The 2004 NIE itself projected several alternative scenarios for Iraq’s future, one of which was a descent to civil war, which the estimate reportedly concluded was quite possible. Bush publicly called the National Intelligence Estimate a “guess.” Though the president was forced within days to step back from that claim, he simultaneously said the NIE spoke of “possibility” where “what’s important for the American people to hear is reality.” What is clear is that George Bush does not want to hear what a National Intelligence Estimate can tell him.  

George Tenet’s Iraq estimate, among his last acts as America’s spy chieftain, emerges almost as an heroic effort to sound the warning bell. As Baghdad burns today, the Bush administration is desperately committed to insisting that the “sectarian violence” taking place in Iraq is no civil war. Imagine the anxieties that must play on the minds of intelligence analysts now asked to draft Negroponte’s Iraq NIE. What do you say? And what happens to you after you say it? Platoons of analysts must be running away as fast as they can from participation on this project.

The community’s current chief analyst for the Middle East, Alan Pino, is an experienced officer with more than two decades work on the subject, including with the Counterterrorism Center and on estimates before the Gulf War. There is no reason to suppose he would hesitate to tell truth to power, but there are grounds to fear he will not be able to deploy the community’s best analysts to his NIE drafting team, and grounds to wonder whether this report is headed straight for the round file.

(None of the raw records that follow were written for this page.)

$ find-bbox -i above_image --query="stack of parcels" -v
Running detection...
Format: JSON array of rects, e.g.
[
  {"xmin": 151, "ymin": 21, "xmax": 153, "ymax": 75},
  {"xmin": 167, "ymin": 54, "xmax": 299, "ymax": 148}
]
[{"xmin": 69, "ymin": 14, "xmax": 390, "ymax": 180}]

Meanwhile the American people have been treated to a sorry spectacle: a president who fiddles while Baghdad burns, playing the politics of intelligence to avoid judgments embarrassing to his policy proclivities. And again, as in the run-up to this disastrous war, senators have had to step in to demand that the U.S. intelligence system be asked to provide the information that the president should have been requiring as a matter of course. The system is not broken because of "intelligence failures" at the CIA but because George Bush wants to fiddle. His insistence on dealing with the world as he imagines it rather than the one that really exists is the root cause, not only for what is happening in Iraq, but for much else as well. 

During the weeks of the 2004 presidential campaign, when the then-current Iraq NIE was the subject of public comment, George Bush was invoking his predecessor Harry Truman at every campaign stop, posturing himself as the heroic figure following in the footsteps of a great man. But Truman proudly exhibited a sign in his office that declared “The Buck Stops Here.” Bush’s evasions are a twisted reflection of that. The responsibility for what is happening now lies squarely on the desk in Bush’s Oval Office.